The overall picture, however, was entirely positive, and his well-heeled audience, flush with the second highest auto industry profits in history, gave Clinton a series of warm ovations.
The unspoken question which hung over the gathering, however, was this: how to account for the lynch mob atmosphere in Washington. If America is truly enjoying unprecedented prosperity, if social problems are diminishing, why is the political climate so noxious? Why is Clinton the target of a frenzied right-wing campaign to drive him out of office, a campaign which has culminated in the first impeachment and Senate trial of a sitting president in 130 years?
Clinton made no mention of the impeachment drive in his speech, and the question period which followed was censored capably by the meeting's host, Detroit Mayor Dennis Archer, who restricted the discussion to issues of world trade and the federal budget.
The impeachment drive is not merely the product of the personal hatred of Clinton on the part of the Christian Coalition and other elements in the right wing of the Republican Party. Or, to put it more precisely, their hatred of Clinton, a powerful factor in the politics of impeachment, must be traced to its social source, in social contradictions within American society which have, despite the presidential rhetoric in Detroit, enormously intensified over the past two decades.
At the root of the deepening political crisis is the development of social and economic inequality on a scale which dwarfs anything seen in America since the days of the robber barons a century ago. The top 1 percent of the population owns well over 40 percent of the nation's wealth. This ruling elite and a privileged upper-middle-class layer have monopolized the prosperity of which Clinton boasted--real incomes for the bottom 80 percent of the American people have declined or stagnated for a quarter-century.
Clinton's attempt to pass off this bonanza for the wealthy as a "tide which lifts all boats" was particularly grotesque given the city in which he gave his address.
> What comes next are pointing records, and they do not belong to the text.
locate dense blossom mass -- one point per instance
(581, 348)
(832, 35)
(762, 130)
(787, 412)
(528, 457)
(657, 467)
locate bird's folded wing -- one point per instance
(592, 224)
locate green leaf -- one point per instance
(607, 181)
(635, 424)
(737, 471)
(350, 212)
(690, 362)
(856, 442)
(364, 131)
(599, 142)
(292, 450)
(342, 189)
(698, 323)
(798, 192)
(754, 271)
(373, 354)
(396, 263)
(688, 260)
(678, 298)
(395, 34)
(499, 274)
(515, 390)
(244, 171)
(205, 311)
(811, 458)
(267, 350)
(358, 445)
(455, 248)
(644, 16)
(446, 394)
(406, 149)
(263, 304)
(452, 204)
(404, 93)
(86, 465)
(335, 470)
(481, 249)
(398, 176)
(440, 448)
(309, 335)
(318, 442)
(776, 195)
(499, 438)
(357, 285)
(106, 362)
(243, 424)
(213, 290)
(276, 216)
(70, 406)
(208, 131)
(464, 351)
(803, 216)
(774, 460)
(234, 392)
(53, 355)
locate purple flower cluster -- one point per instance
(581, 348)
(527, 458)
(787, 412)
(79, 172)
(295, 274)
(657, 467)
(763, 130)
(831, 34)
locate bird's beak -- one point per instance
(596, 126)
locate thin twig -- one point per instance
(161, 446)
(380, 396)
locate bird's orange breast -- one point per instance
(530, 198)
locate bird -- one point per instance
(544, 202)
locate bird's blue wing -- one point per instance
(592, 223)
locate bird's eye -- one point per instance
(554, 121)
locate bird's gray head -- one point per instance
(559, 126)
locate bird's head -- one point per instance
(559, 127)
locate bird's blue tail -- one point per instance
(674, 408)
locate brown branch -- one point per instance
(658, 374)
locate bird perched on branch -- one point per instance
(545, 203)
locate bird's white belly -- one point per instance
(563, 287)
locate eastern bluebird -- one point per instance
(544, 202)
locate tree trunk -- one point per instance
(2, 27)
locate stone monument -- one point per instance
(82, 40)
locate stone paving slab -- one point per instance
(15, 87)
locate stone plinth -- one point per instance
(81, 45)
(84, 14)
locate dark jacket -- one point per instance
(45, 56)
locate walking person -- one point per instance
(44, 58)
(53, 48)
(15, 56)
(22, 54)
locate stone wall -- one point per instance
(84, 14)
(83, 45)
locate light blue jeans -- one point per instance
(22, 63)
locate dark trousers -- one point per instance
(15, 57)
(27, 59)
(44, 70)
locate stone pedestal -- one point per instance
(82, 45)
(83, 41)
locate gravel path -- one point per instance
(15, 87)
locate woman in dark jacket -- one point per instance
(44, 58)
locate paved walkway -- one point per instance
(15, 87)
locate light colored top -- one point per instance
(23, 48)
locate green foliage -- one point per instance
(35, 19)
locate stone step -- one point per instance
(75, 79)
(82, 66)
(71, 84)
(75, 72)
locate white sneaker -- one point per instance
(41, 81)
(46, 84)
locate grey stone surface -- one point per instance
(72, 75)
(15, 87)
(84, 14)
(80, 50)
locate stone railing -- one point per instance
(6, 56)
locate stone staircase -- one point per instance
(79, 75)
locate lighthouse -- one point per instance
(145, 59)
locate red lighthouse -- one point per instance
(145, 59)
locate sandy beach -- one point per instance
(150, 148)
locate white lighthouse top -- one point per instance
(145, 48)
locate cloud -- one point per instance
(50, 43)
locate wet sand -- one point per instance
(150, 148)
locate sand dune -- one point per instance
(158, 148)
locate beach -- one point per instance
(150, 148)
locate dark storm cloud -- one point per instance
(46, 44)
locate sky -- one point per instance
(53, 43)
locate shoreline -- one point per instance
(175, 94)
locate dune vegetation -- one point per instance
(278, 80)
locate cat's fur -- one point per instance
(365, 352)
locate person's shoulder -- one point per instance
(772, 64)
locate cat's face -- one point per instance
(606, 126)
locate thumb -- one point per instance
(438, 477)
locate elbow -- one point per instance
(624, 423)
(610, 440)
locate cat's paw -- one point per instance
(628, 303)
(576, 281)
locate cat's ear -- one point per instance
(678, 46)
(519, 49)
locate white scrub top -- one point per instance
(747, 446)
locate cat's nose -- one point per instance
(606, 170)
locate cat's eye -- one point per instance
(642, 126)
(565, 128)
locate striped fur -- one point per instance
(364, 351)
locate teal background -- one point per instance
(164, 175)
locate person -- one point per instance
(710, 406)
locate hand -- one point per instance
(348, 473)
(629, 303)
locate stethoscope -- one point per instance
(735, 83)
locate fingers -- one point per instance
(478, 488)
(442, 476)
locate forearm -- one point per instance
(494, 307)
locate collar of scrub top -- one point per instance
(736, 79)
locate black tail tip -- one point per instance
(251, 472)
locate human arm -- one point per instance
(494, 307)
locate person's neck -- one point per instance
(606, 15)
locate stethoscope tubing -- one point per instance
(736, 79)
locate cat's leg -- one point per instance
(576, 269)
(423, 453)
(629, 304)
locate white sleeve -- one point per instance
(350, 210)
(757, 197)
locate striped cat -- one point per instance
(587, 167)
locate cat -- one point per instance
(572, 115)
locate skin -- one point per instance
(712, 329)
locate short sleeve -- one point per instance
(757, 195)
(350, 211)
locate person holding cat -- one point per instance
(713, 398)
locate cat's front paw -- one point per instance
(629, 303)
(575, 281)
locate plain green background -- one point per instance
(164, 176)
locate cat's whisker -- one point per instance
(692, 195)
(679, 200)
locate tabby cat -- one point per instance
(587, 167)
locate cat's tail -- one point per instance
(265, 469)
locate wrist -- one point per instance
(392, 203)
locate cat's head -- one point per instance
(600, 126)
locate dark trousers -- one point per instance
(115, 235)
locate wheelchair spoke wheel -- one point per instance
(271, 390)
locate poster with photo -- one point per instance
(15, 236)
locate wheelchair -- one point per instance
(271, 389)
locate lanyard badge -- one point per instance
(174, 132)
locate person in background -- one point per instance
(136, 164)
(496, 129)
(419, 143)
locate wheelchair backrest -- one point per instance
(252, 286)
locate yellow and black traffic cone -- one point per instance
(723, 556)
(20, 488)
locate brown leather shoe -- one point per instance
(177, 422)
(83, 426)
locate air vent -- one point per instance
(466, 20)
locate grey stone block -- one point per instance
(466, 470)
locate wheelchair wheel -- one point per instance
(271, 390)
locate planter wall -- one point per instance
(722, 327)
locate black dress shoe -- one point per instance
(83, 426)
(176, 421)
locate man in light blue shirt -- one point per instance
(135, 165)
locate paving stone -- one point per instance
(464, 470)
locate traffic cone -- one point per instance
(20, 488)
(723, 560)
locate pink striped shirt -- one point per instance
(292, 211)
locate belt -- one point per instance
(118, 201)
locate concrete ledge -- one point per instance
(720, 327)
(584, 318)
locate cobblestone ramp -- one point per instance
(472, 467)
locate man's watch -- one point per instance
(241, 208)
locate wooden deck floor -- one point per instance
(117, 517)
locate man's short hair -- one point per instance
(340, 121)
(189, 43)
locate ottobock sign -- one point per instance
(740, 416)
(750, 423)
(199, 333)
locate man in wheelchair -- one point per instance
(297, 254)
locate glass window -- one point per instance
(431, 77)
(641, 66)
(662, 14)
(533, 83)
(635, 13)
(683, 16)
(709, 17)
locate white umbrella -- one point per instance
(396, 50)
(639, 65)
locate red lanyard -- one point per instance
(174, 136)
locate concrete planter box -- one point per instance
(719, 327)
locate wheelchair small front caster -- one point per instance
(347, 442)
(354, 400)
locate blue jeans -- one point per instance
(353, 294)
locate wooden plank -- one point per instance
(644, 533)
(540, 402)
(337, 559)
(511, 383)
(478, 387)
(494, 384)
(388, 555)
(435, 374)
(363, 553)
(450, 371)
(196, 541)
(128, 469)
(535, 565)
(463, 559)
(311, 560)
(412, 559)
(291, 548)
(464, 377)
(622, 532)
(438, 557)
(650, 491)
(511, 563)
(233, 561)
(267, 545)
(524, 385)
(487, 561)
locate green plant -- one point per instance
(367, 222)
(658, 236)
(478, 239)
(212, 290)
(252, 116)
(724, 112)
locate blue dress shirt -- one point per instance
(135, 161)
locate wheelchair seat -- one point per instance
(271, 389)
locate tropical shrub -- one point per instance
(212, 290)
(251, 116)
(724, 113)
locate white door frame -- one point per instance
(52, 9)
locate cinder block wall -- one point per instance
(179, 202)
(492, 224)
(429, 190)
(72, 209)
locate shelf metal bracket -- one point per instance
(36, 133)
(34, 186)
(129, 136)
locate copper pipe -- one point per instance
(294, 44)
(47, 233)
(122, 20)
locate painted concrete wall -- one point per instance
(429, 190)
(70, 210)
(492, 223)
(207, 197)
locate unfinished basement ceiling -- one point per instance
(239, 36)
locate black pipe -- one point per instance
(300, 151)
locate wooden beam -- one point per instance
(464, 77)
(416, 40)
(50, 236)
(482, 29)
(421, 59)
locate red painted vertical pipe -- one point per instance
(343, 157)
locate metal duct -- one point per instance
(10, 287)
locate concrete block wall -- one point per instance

Detroit has been a byword for poverty and urban distress for more than two decades. There are only two operating auto plants within the borders of the former "Motor City," down from two dozen in 1980, and the city's population has sunk below the 1 million mark.
On the morning Clinton delivered his speech, Detroit school children had gone four days without attending classes because the city government is so starved for funds that it could not afford to plow the streets after a heavy snowstorm. Under a tide of public criticism, Mayor Archer announced on the eve of Clinton's visit that he would seek to mobilize trucks from the suburbs, together with volunteers and forced labor from jail inmates in a belated effort to begin digging out the residents of the city.